For most homeowners, a hammer drill covers 90% of what they’ll encounter. If you’re a contractor drilling concrete anchors all day, the rotary hammer earns its higher price quickly.

You Need the Right Bits

A hammer drill is only as effective as the bit you put in it. Standard twist bits designed for wood or metal will dull almost instantly against concrete and can overheat or shatter. Masonry bits are built specifically for this work, with a steel body and a carbide or tungsten tip that’s hard enough to chip away at stone and concrete. The spiral flutes along the shaft pull dust and debris out of the hole as you drill.

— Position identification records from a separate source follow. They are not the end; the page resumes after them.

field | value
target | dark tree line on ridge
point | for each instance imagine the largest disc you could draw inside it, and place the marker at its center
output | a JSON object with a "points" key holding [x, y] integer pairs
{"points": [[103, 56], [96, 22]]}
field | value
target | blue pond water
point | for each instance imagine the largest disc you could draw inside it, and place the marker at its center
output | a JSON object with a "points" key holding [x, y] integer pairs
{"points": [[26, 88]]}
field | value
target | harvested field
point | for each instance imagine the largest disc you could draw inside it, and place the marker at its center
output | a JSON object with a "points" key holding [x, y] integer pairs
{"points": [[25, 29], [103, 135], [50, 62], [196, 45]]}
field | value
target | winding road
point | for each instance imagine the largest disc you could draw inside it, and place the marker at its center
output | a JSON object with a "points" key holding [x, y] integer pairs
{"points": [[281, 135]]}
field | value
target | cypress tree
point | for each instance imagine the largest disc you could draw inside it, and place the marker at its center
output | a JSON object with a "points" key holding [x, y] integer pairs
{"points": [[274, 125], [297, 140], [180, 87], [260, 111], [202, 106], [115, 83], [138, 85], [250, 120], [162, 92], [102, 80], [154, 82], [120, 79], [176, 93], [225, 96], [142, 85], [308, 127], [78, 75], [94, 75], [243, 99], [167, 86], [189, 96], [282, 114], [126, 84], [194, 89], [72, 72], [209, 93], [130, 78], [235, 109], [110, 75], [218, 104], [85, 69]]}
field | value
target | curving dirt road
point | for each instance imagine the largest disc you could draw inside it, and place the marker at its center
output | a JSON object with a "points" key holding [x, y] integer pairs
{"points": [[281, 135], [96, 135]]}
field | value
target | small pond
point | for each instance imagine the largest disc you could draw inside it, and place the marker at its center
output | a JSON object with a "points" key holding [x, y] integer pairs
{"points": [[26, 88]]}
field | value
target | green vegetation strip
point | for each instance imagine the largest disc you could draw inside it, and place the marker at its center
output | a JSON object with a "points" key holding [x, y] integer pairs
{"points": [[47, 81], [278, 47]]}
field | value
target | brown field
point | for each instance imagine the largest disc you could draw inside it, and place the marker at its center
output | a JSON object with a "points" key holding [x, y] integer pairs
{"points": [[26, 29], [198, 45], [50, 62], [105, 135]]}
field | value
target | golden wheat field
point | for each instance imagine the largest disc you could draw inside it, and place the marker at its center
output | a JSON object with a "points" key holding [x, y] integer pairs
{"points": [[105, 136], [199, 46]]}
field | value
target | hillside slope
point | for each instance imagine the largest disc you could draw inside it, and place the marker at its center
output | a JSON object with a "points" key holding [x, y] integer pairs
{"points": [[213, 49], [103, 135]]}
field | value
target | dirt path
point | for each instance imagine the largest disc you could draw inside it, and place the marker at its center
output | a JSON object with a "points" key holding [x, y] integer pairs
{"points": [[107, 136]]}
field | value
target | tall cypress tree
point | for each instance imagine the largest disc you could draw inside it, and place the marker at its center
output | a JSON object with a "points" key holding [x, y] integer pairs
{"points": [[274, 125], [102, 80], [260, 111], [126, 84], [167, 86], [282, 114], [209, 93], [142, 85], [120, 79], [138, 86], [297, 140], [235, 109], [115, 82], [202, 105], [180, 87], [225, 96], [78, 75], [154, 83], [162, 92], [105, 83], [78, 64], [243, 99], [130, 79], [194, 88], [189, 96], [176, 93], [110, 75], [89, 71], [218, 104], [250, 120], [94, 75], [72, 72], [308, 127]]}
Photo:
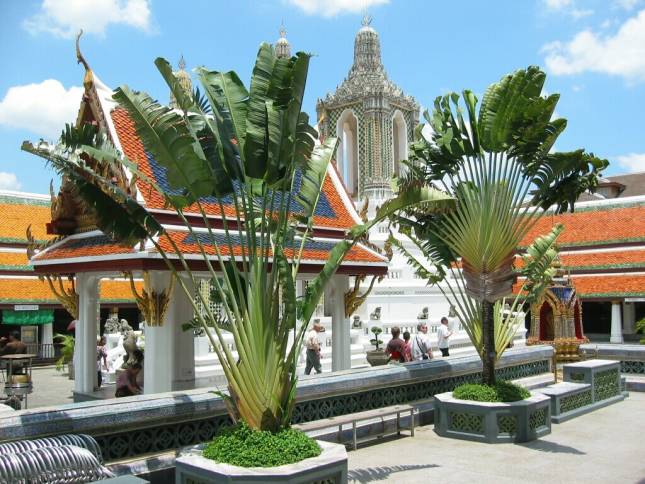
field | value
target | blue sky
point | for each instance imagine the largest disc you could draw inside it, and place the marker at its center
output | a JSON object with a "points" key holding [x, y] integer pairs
{"points": [[593, 52]]}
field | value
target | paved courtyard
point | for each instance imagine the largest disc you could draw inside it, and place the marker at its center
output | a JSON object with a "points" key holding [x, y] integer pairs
{"points": [[605, 446]]}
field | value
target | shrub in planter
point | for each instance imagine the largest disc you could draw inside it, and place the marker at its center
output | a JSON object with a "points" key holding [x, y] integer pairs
{"points": [[502, 391], [245, 447]]}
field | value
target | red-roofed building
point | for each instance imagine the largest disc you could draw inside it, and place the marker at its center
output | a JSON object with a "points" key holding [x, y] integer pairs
{"points": [[27, 303], [88, 254], [603, 248]]}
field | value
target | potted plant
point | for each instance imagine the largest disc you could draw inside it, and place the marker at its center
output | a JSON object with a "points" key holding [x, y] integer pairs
{"points": [[500, 167], [66, 342], [377, 356], [249, 154]]}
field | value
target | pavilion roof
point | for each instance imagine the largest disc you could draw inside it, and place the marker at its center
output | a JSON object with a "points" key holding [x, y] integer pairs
{"points": [[22, 290], [335, 213], [614, 222]]}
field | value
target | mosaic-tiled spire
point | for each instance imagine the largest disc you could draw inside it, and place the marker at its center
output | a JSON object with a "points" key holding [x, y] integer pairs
{"points": [[282, 46], [184, 80]]}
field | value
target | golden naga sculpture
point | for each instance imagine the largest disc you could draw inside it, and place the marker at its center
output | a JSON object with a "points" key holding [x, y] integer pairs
{"points": [[67, 296], [152, 304]]}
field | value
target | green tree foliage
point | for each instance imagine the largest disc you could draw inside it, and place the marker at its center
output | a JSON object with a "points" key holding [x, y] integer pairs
{"points": [[498, 162], [255, 147]]}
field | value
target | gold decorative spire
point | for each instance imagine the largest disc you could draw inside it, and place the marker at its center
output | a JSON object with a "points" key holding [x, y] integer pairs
{"points": [[89, 76]]}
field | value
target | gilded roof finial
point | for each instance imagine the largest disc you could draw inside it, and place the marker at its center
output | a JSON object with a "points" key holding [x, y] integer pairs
{"points": [[89, 78]]}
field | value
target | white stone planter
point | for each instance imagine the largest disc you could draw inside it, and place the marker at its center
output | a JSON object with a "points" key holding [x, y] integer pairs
{"points": [[492, 422], [329, 466]]}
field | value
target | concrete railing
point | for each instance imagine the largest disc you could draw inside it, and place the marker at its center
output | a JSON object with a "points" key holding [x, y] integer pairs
{"points": [[145, 424], [631, 357]]}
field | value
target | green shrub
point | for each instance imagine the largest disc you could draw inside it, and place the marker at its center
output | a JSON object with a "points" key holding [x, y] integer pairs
{"points": [[241, 446], [502, 391]]}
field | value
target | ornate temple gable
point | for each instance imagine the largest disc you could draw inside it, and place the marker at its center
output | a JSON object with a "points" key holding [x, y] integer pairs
{"points": [[373, 118], [68, 213]]}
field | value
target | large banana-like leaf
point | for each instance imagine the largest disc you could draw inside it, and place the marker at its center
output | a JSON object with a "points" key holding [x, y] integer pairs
{"points": [[167, 137]]}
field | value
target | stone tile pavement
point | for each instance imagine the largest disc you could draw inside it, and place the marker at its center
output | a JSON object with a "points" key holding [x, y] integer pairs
{"points": [[604, 446]]}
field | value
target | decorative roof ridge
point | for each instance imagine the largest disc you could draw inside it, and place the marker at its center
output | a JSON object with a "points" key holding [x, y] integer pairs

When buying bits, make sure they’re compatible with your drill’s chuck. Standard masonry bits with a smooth round shank fit into the three-jaw chuck on a hammer drill. SDS bits, which have grooved shanks that lock into place, are designed for rotary hammers and won’t work in a standard hammer drill chuck. Percussion masonry bits are a subcategory designed for softer materials like brick and aerated concrete blocks, so if that’s what you’re drilling into, they’re a good match.

How to Get Clean Results

Hammer drills deliver tens of thousands of blows per minute. Consumer models typically operate in the range of 46,000 to 48,000 BPM, with rotation speeds around 1,300 RPM in hammer mode. That’s a lot of energy being transferred through the bit and into your hands, so technique matters.

Start by marking your hole location with a center punch or a small dimple to keep the bit from walking across the surface. Begin drilling at a low speed to establish the hole, then increase to full speed once the bit has seated. Apply steady, moderate forward pressure: enough to keep the bit progressing into the material, but not so much that the motor bogs down or the bit overheats. If you feel the drill struggling, ease off slightly and let the hammering action do its work rather than forcing it.

For deeper holes, periodically pull the bit partway out while it’s still spinning to clear dust from the hole. Packed dust reduces the bit’s effectiveness and generates excess heat. On holes deeper than a couple of inches, this becomes especially important.

Use the side handle if your drill came with one. Hammer drills can kick or bind when the bit catches on rebar or hits an aggregate pocket in concrete. The side handle gives you a second point of control to resist that torque and keep the drill steady. Some newer models include electronic kickback control that automatically stops the drill if it binds, but the side handle remains your primary safety tool. Keep a firm grip, brace your stance, and avoid wearing loose clothing that could catch on the spinning chuck.

Corded vs. Cordless

Corded hammer drills with 8 to 10 amp motors deliver consistent power for extended drilling sessions and tend to cost less upfront. They’re the better choice if you’re working near an outlet and need to drill multiple holes in hard concrete. Cordless hammer drills have improved dramatically and now handle most light to moderate masonry tasks on a single battery charge. An 18V or 20V cordless model with a brushless motor is perfectly capable of drilling a handful of anchor holes into brick or block.

Where cordless models fall short is sustained heavy use. Drilling into hard poured concrete repeatedly will drain a battery quickly and generate heat that slows the tool down. If your project involves more than a dozen holes in tough concrete, a corded model or a spare battery keeps you from stalling out halfway through.